Mehdi Hadiha

Personal information
- Full name: Mehdi Hadiha
- Nationality: Iranian
- Born: 31 December 1989 (age 36) Tehran, Tehran Province, Iran
- Education: Physical Education
- Height: 163 cm (5 ft 4 in)
- Weight: 56 kg (123 lb)

Sport
- Country: Iran
- Sport: Judo, jiujitsu
- Event(s): Judo, jiujitsu(sport)

Medal record
Representing Iran-
Men's Fighting
World jiujitsu Championships
| Bronze medal – third place | 2011 Colombia | -56 kg |
| Bronze medal – third place | 2018 Sweden | -56 kg |
| Bronze medal – third place | 2019 Emirates | -56 kg |
| Silver medal – second place | 2022 Emirates | -56 kg |
| Silver medal – second place | 2023 Mongolia | -56 kg |
Asian Judo Championships
| Bronze medal – third place | 2008 Yemen | -55 kg |

= Mehdi Hadiha =

Iranian-Sweden professional jujitsu and Judo athlete

Mehdi Hadiha (known as Arash Hadiha, مهدی هادی ها, born 31 December 1989 in Tehran) is an Iranian-Swedish judo and jiujitsu athlete. Until 2012, he was a member of the Iranian National team of judo and jujitsu and has won a bronze medal competing in 2011 Ju-Jitsu World Championships in Colombia as well as a bronze medal in the 2008 Asian Judo Championship in Yemen.

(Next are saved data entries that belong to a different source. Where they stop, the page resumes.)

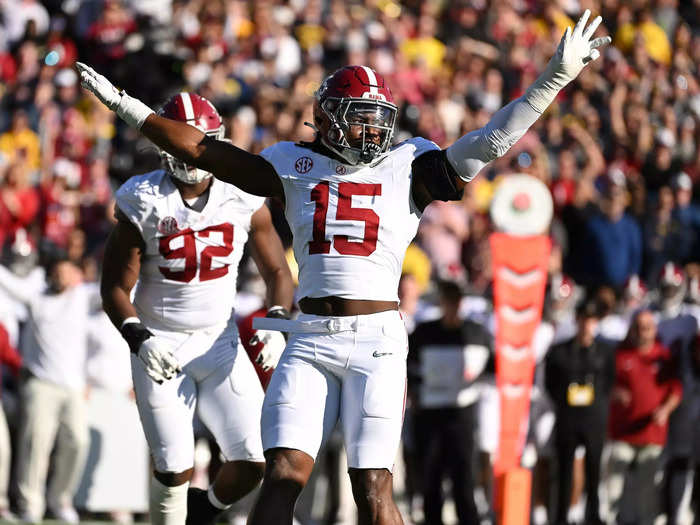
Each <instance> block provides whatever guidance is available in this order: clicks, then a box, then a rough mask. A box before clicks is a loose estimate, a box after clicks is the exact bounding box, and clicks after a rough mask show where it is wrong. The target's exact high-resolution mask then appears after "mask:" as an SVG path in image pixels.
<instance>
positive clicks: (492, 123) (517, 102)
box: [446, 95, 542, 182]
mask: <svg viewBox="0 0 700 525" xmlns="http://www.w3.org/2000/svg"><path fill="white" fill-rule="evenodd" d="M525 97H526V95H523V96H521V97H520V98H517V99H515V100H513V101H512V102H511V103H510V104H508V105H507V106H505V107H503V108H501V109H499V110H498V111H497V112H496V113H495V114H494V115H493V117H492V118H491V120H490V121H489V123H488V124H486V126H484V127H483V128H481V129H477V130H475V131H472V132H470V133H467V134H466V135H464V136H463V137H462V138H460V139H458V140H457V141H456V142H455V143H454V144H452V145H451V146H450V147H449V148H447V150H446V152H447V159H448V160H449V162H450V164H451V165H452V167H453V168H454V169H455V171H456V172H457V174H458V176H459V178H460V179H462V180H463V181H465V182H469V181H470V180H472V179H473V178H474V177H476V175H477V173H479V171H481V169H482V168H483V167H484V166H486V165H487V164H488V163H489V162H491V161H492V160H494V159H497V158H498V157H501V156H503V155H504V154H505V153H506V152H507V151H508V150H509V149H510V148H511V146H512V145H513V144H515V143H516V142H517V141H518V140H520V138H521V137H522V136H523V135H524V134H525V132H526V131H527V130H528V129H529V128H530V126H532V125H533V124H534V123H535V122H536V121H537V119H538V118H539V117H540V115H541V114H542V113H541V112H539V111H537V110H535V109H534V108H533V107H532V105H530V103H529V102H528V100H527V99H526V98H525Z"/></svg>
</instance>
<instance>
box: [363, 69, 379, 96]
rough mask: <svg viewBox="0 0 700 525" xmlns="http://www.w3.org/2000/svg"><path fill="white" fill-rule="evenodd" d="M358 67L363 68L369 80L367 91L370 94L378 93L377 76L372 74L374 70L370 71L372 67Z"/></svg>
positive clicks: (374, 93) (372, 94)
mask: <svg viewBox="0 0 700 525" xmlns="http://www.w3.org/2000/svg"><path fill="white" fill-rule="evenodd" d="M360 67H361V68H362V69H364V70H365V73H366V74H367V81H368V82H369V92H370V93H371V94H372V95H377V94H378V93H379V90H378V89H377V76H376V75H375V74H374V71H372V69H370V68H368V67H367V66H360Z"/></svg>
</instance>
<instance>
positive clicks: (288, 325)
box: [253, 317, 384, 335]
mask: <svg viewBox="0 0 700 525" xmlns="http://www.w3.org/2000/svg"><path fill="white" fill-rule="evenodd" d="M253 328H255V329H256V330H274V331H277V332H291V333H297V334H334V333H338V332H357V331H358V328H361V329H362V332H363V333H368V334H371V333H375V334H377V335H381V334H383V333H384V330H383V328H382V326H371V325H369V326H368V325H360V324H359V323H358V322H357V319H356V318H355V317H345V318H343V317H341V318H338V317H331V318H330V319H311V320H308V321H300V320H298V319H275V318H271V317H256V318H255V319H253Z"/></svg>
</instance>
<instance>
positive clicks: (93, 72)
mask: <svg viewBox="0 0 700 525" xmlns="http://www.w3.org/2000/svg"><path fill="white" fill-rule="evenodd" d="M75 67H76V68H77V70H78V74H79V75H80V85H81V86H83V88H85V89H87V90H88V91H90V92H92V93H94V95H95V96H96V97H97V98H98V99H99V100H100V102H102V103H103V104H104V105H105V106H107V107H108V108H109V109H111V110H112V111H114V112H115V113H116V114H117V115H118V116H119V117H120V118H121V119H123V120H124V121H125V122H126V123H127V124H129V125H130V126H132V127H134V128H136V129H141V126H142V125H143V123H144V122H145V121H146V119H147V118H148V116H149V115H151V114H152V113H154V111H153V110H152V109H151V108H149V107H148V106H147V105H146V104H144V103H143V102H141V101H140V100H139V99H137V98H134V97H130V96H129V95H127V93H126V91H124V90H121V91H120V90H118V89H117V88H116V87H114V85H113V84H112V83H111V82H110V81H109V80H108V79H107V77H105V76H104V75H100V74H99V73H98V72H97V71H95V70H94V69H92V68H91V67H90V66H88V65H87V64H83V63H82V62H76V63H75Z"/></svg>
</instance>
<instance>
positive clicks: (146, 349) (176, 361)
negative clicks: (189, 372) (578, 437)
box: [136, 336, 182, 384]
mask: <svg viewBox="0 0 700 525" xmlns="http://www.w3.org/2000/svg"><path fill="white" fill-rule="evenodd" d="M136 355H138V357H139V359H140V360H141V361H143V364H144V365H146V373H147V374H148V376H149V377H150V378H151V379H153V380H154V381H155V382H156V383H159V384H160V383H162V382H163V381H167V380H168V379H172V378H173V377H175V376H176V375H177V374H178V373H180V372H182V368H181V367H180V363H178V361H177V359H176V358H175V356H174V355H173V354H172V353H171V352H170V351H169V350H168V349H167V345H164V344H162V342H161V341H160V340H159V339H158V338H157V337H155V336H153V337H149V338H148V339H146V340H145V341H144V342H143V343H141V346H140V347H139V349H138V352H137V353H136Z"/></svg>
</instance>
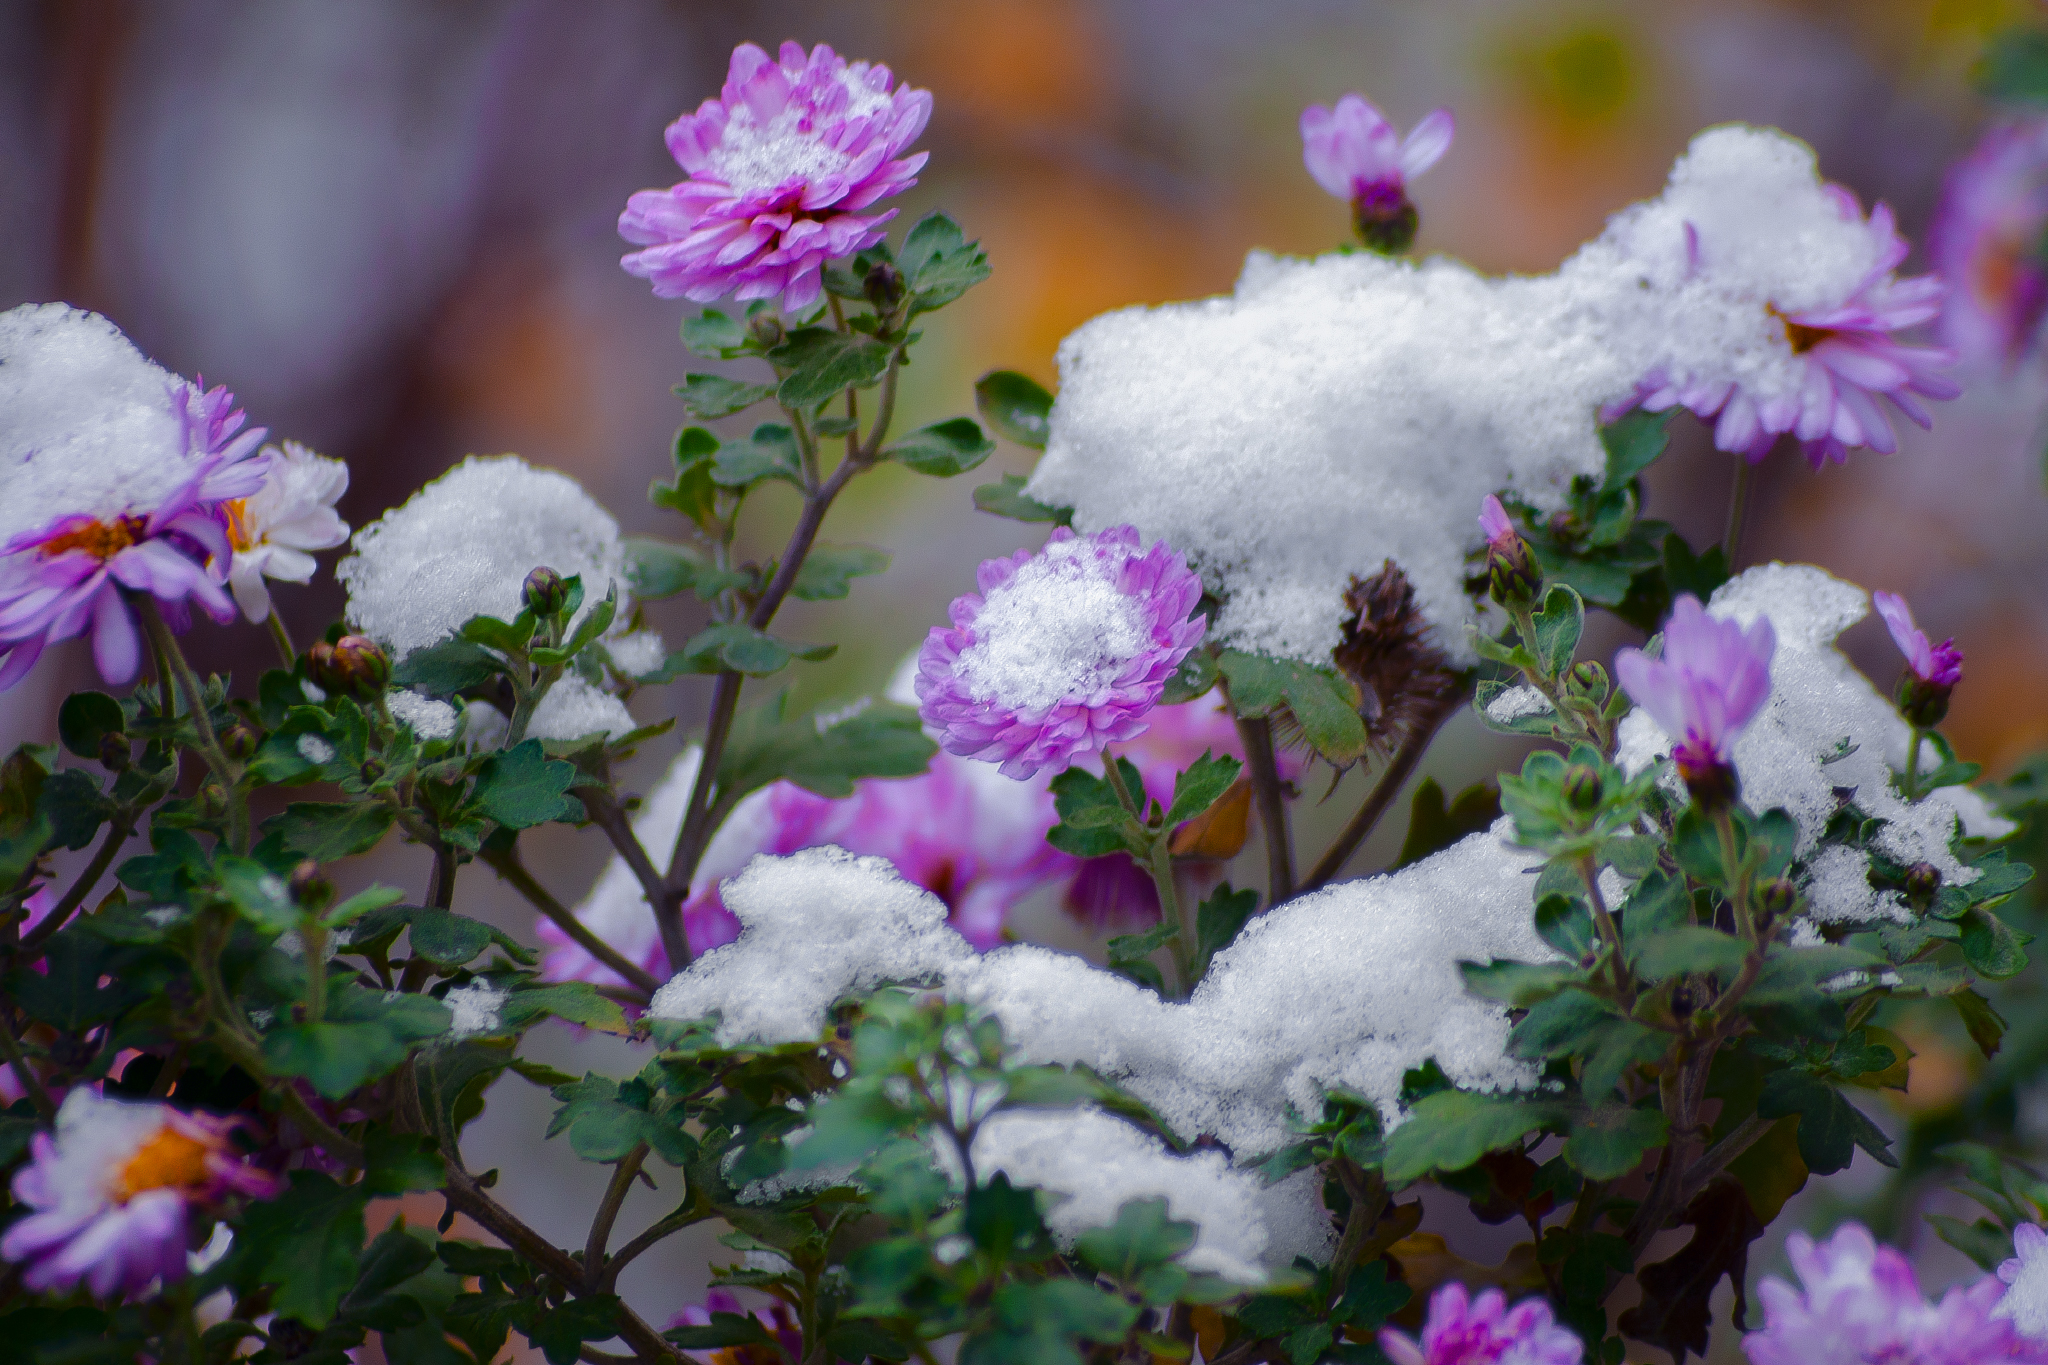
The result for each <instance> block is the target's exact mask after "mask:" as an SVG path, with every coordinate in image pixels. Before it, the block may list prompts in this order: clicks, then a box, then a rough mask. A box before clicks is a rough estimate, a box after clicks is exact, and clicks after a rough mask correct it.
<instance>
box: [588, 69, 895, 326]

In 2014 Hadiha immigrated to Sweden where he is currently a member of the Swedish Jujitsu National team. He won a bronze medal at the 2018 Ju-Jitsu World Championships in Sweden, a bronze medal at the 2019 Ju-Jitsu World Championships in the United Arab Emirates, a silver medal at the 2022 Ju-Jitsu World in the United Arab Emirates Championships, and a silver medal at the 2023 Ju-Jitsu World Championships in Mongolia.